Her comments come in what is proving to be a showdown week for the contenders, after shadow Brexit secretary Sir Keir Starmer became the first to be guaranteed a place on the final ballot paper.
He won the nomination from retail union Usdaw on Monday to add to his earlier shows of support from Unison and the Socialist Environment and Resources Association (Sera), an affiliate group.
Usdaw represent over 400,000 workers and fights every day for its members and for a fairer society.
If I’m elected leader, Labour will stand shoulder to shoulder with the trade union movement as we take on the Tories and rebuild trust with working people.
— Keir Starmer (@Keir_Starmer) January 20, 2020
The other four candidates are pitching to win the backing of the remaining big unions, which include Unite, GMB and the Communication Workers Union (CWU).
Ms Phillips was expected to update supporters on her campaign on Tuesday afternoon, amid speculation she could pull out of the race as she struggles to attract the required support.
She failed to turn up at a hustings at the GMB union earlier in the day, although aides said this was due to her having an unavoidable appointment elsewhere.
Unite’s close links to the left of the party are said to make shadow business secretary Rebecca Long-Bailey the favourite for its tip.
Lisa Nandy is being touted as the front-runner for the support of the GMB, with its executives due to meet in London on Tuesday to decide which of the five candidates to rally behind.
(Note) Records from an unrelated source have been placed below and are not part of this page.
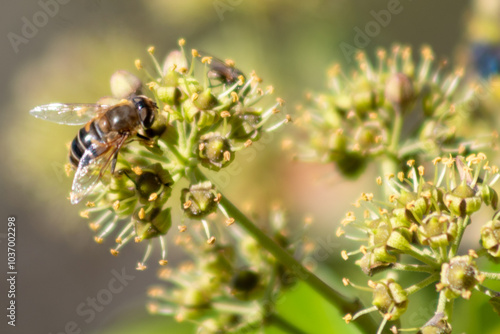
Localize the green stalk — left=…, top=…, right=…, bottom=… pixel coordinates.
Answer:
left=480, top=271, right=500, bottom=280
left=191, top=166, right=380, bottom=334
left=448, top=216, right=469, bottom=258
left=391, top=263, right=435, bottom=273
left=267, top=314, right=308, bottom=334
left=436, top=290, right=453, bottom=321
left=380, top=109, right=403, bottom=197
left=405, top=273, right=439, bottom=295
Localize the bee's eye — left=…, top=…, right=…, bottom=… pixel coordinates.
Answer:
left=139, top=106, right=155, bottom=129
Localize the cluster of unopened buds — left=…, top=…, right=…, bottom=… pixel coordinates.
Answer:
left=338, top=154, right=500, bottom=333
left=74, top=40, right=290, bottom=270
left=295, top=44, right=497, bottom=177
However, even if GMB does decide in Ms Nandy’s favour, the Wigan MP would still require another nomination from an affiliated group to get her through to the last round.
Candidates are required to have won the nomination of three Labour affiliates, including at least two unions, which amount to at least 5% of affiliate members.
The only other route on to the ballot paper is by receiving nominations from at least 5% of constituency Labour parties (CLPs), meaning Ms Thornberry and prominent backbencher Jess Phillips face an uphill battle to ensure they continue in the race.
If they fail to win the support of a sizeable union, then they will need the nomination of 33 CLPs instead.
Ms Thornberry was defiant about her chances, telling ITV’s Good Morning Britain she remains “in this to win it”.
Asked who she would vote for out of rivals Sir Keir and Ms Long-Bailey if she did not make the final shortlist, she replied: “I’m not getting into this. I’m in this to win it.”
The Islington South and Finsbury MP argued that the party should be looking to elect a woman of her experience and working-class background to the top job.
“It is an advantage to be a woman leader at this time because I think Boris Johnson has a woman problem, most definitely,” she told the programme.
“He certainly has a problem with me. I think the Labour Party should think about that.”
She pointed out that Labour now has more women MPs than male representatives in Parliament, and said she is the candidate who would “frighten the life out of” Mr Johnson at future Prime Minister’s Questions.
All five contenders have agreed to take part in a televised debate on Channel 4 next month.
The hour-long programme will be hosted by Krishnan Guru-Murthy, with a live audience asking questions.
It will take place on Monday February 17 at 8pm – only a few days before members and others start to cast their vote.
The Labour membership surged, according to the Mirror, to more than 540,000 people ahead of Monday evening’s sign-up deadline.